The Indian researchers looked at three vitamins: vitamin D, vitamin B12 and Folic Acid. Based on tests conducted over a period of 3 years, the study observed deficiencies in all age groups. The proportion of people who were deficient in vitamin D, at over 81 percent, is particularly significant as there has been a general belief that low levels of this micronutrient are uncommon in India due to the abundant amounts of sunshine in the country. While available in some foods, vitamin D is also produced endogenously in the human body when ultraviolet rays from sunlight strike the skin and trigger its synthesis.
The results of the American research are arguably even more surprising, as orthodox medicine has traditionally preached that vitamin deficiencies are rare in developed countries. Published in the Journal of the American College of Nutrition, the study found that even when using supplements large portions of the US population had total usual intakes below the so-called “estimated average requirement” – a minimal level used as a measure of basic needs – for vitamins A, C, D and E. Moreover, intakes of minerals such as calcium and magnesium were also found to be insufficient. This clearly illustrates the importance, when choosing a dietary supplement, of only using high quality products – based on the very latest scientific research – that supply the body with proper amounts of all the cellular nutrients needed for optimum health.
As Dr.
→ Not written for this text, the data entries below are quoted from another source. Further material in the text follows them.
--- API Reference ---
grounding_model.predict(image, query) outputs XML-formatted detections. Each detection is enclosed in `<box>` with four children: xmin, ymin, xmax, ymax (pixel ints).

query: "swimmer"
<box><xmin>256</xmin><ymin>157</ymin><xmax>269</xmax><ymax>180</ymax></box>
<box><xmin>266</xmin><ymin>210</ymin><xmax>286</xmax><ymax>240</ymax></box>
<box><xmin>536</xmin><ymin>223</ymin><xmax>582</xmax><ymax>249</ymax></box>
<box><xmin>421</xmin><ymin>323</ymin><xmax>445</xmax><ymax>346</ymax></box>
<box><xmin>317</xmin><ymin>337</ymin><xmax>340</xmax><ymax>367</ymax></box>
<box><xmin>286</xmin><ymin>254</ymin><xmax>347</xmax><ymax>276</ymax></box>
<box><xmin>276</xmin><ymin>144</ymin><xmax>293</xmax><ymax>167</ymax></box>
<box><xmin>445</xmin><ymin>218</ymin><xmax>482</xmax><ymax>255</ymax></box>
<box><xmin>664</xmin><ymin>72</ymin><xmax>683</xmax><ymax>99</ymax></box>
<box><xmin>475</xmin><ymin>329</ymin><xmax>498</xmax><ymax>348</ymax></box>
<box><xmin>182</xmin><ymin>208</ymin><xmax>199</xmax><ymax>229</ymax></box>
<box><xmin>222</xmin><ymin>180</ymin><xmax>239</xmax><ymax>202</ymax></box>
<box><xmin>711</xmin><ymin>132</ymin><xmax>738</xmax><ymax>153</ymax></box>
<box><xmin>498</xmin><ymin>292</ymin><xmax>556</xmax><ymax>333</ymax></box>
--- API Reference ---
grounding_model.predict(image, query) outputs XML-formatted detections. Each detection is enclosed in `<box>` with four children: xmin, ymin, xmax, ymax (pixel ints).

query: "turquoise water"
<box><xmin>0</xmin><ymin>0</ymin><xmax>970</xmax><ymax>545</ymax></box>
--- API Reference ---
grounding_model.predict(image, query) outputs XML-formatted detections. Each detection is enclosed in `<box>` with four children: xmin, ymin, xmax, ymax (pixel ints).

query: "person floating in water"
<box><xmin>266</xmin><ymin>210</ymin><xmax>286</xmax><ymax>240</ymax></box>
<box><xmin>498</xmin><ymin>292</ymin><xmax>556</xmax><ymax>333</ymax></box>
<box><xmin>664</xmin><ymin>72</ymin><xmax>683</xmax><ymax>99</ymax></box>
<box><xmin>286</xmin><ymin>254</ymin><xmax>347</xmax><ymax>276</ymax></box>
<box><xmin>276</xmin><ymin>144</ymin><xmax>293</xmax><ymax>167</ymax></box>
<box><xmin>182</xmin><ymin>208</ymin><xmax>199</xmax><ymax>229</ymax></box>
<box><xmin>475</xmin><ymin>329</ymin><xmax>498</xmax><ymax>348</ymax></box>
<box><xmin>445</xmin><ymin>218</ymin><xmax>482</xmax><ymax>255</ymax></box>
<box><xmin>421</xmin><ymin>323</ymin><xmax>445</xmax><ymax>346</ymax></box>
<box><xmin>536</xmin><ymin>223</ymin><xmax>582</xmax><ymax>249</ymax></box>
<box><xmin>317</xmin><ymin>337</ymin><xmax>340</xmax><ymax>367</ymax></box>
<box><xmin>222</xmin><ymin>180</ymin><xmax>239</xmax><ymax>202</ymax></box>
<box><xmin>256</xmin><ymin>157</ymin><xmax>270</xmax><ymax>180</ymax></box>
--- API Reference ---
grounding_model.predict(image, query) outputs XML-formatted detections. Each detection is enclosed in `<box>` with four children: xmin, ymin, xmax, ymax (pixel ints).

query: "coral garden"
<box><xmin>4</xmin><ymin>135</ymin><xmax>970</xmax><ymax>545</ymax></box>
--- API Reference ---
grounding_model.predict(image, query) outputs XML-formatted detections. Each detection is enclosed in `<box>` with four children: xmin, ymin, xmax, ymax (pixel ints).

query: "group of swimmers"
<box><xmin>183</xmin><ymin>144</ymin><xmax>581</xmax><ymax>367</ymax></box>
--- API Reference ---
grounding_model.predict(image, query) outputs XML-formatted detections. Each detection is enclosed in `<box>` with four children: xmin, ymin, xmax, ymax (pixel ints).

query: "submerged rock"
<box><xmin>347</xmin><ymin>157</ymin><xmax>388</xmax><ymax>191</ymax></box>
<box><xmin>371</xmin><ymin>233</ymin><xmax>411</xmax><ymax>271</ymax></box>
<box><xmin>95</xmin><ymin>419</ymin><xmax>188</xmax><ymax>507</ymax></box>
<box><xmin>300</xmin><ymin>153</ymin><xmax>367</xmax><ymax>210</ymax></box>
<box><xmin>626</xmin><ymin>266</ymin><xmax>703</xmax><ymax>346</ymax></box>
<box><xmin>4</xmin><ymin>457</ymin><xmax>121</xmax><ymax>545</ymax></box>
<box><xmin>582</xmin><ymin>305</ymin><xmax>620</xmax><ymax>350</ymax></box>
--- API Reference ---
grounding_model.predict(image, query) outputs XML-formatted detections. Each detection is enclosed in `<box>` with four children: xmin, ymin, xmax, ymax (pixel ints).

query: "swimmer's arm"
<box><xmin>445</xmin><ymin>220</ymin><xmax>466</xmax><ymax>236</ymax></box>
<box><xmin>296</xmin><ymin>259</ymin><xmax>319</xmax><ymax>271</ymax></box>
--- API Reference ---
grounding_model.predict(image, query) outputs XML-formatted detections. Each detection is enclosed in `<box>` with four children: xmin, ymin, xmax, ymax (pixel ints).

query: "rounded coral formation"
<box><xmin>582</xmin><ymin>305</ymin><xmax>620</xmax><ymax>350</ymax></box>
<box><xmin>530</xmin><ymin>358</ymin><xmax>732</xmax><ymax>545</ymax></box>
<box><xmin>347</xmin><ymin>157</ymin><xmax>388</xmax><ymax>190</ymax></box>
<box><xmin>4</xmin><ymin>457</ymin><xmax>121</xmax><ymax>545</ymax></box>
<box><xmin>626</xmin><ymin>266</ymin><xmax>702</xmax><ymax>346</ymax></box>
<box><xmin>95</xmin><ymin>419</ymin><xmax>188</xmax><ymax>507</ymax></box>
Rath’s scientific concept of Cellular Medicine explains, the primary cause of today’s most common chronic diseases – including various forms of cardiovascular diseases, diabetes, cancer, and others – is a chronic deficiency of vitamins, minerals, amino acids and other essential micronutrients.
Thus, an optimal daily intake of these natural substances is a basic preventative measure for maintaining health, as well as achieving the safe and effective control of many pathological conditions.
In September 2011, in a graphic illustration of the continued failure of orthodox medicine to address micronutrient deficiencies, the World Economic Forum published an analysis of the global economic impact of the five leading non-communicable diseases: cardiovascular disease, chronic respiratory disease, cancer, diabetes and mental illness. Estimating that by 2030 their total costs could reach $47 trillion, the official news release accompanying the analysis openly admitted that this scenario had the potential to bankrupt national healthcare systems.
Correcting micronutrient deficiencies, and thereby preventing the chronic diseases caused by them, can avert this devastating economic outcome. However, we need to understand that achieving it will require persistent and concerted action at local, national and international levels. The publication of the Indian and American studies can thus be seen as a timely reminder of the urgent need to create a preventive global healthcare system based on natural approaches. No less importantly, it provides us with further evidence that the time to start is now.